1200年前から変わっていない東寺の所在地
真言宗総本山、東寺(教王護国寺)は794年の平安遷都にともなって建立された密教寺院です。823年に弘法大師・空海が嵯峨天皇より賜りました。
平安時代の雰囲気を今でも色濃く残していて、空海にまつわる数多くの貴重な文化財が、1200年にわたり大切に守り続けられています。
そして、京都市内のビル群の中に、五重塔が幽玄的な雰囲気でそびえ立っていて、その57メートルの高さは、現存する五重塔では日本一の高さを誇ります。
五代目の五重塔 家光の思惑
この東寺のシンボルともいえる五重塔ですが、初めて完成したのは空海入滅後の883年頃と伝わります。
その高さゆえに建立されてから度々の落雷にあい、現在ある塔は五代目の1644年に徳川家光によって再建されたものです。
京都ではこの家光の政権時代に再建された寺院は多く、それも、注目度の高い大寺院によくみられます。
この五重塔の他では、清水寺の本堂・延暦寺の根本中堂・知恩院の御影堂など、世界遺産も多く含まれ枚挙にいとまがありません。
権力はうつろいやすく民衆のエネルギーは巨大であることを家光は心得ていました。
徳川幕府の武威と権勢を、朝廷のある都の民たちに見せつけながらも、その民心をつかみ取らなければなりませんでした。
家光に必要だったのは、この国宝の建築群だったわけではなく、それを支持する民心だったのです。
たった一度だけ災難にあった伽藍
五重塔を除く東寺の中枢部の伽藍が焼けたのは、長い歴史の中でただ1回です。1486年、足利幕府の統治力の低下とともに、京都周辺でも土一揆が起こりました。
幕府の追求を逃れるために、東寺が持っていた守護不入の特権に目をつけていた反乱軍は、この頃、境内を本拠にすることがたびたびあったのです。
1486年8月24日、京都市下京区五条を中心に起こった徳政一揆で、民衆軍が東寺にたてこもったために、細川政元の軍勢が鎮圧に向かいます。
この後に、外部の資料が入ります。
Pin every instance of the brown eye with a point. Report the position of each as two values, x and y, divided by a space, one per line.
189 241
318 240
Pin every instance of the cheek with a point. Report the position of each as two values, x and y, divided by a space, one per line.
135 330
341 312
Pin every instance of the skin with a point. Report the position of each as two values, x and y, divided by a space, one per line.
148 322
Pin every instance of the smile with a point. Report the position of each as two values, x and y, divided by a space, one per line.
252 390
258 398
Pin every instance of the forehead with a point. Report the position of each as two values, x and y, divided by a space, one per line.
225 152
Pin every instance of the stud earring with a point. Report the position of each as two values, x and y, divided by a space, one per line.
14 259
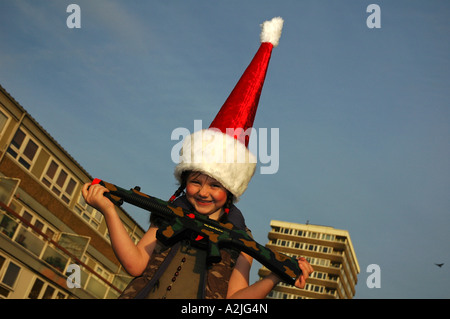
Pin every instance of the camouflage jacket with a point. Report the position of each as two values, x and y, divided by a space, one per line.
216 276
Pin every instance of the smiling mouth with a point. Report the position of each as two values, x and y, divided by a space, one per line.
203 202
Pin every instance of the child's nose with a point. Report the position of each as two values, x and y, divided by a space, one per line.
203 191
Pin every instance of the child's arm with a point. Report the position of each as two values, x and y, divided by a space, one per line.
134 258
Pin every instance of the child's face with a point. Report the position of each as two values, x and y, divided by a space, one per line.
206 194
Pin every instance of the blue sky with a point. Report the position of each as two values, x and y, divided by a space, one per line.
363 114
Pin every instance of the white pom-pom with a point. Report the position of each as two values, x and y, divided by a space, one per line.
271 31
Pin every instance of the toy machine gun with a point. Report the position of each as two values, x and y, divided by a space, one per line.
178 224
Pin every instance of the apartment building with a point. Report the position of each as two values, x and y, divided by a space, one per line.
48 234
329 251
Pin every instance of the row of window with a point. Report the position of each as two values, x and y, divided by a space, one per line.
40 289
25 150
30 239
304 246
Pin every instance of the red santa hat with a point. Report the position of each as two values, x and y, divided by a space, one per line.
221 151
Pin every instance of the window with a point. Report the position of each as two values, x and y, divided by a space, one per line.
3 120
9 272
42 290
23 149
59 181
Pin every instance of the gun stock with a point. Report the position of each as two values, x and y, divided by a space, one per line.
206 233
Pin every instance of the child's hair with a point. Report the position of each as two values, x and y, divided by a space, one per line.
182 187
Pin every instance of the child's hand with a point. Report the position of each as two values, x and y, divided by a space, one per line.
306 271
93 195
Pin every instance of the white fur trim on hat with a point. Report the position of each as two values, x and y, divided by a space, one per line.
219 156
271 31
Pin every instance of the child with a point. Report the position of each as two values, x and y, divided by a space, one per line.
214 171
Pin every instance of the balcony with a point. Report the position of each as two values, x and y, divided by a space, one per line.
55 256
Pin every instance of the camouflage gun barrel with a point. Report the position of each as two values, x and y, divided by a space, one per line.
179 224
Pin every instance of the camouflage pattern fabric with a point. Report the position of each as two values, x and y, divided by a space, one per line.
216 281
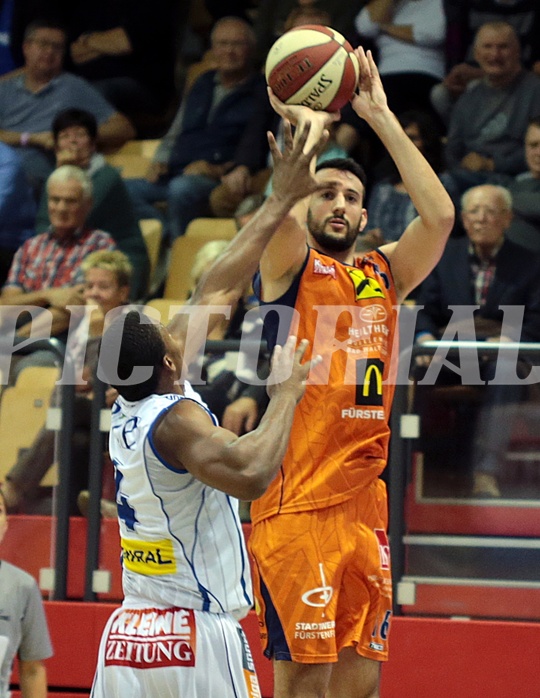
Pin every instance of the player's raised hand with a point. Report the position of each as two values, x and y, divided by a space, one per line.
371 97
292 178
299 115
289 370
9月13日に境内で火災が発生し、金堂・講堂などほとんどの伽藍が焼失しました。
まるで時空を超えて現れた迫力の仏像群
この時、講堂には立体曼荼羅である21体の仏像が立ち並んでいました。空海によってつくられた、密教の世界を表現した凄まじい迫力の仏像群です。
このうち5体の如来と金剛波羅蜜多菩薩を除く、15体は奇跡的に焼失をまぬがれ国宝に指定されています。
一度焼けた大寺院を復興するのは、建築を新たに建造するよりも難しいことです。
東寺はこの火災のあと、ほとんど全ての伽藍が再興されましたが、配置もほとんど変わっていないので、歴史的に非常に重要な遺構といわれています。
そして、そんなふうに貴重な金堂や講堂がその後の人々によって大切に遺されたのは、きっと、偉大な弘法大師・空海、すなわち弘法さんを慕う民衆たちの気持ちが、いつまでも絶えることなく、そこにあったからなのでしょう。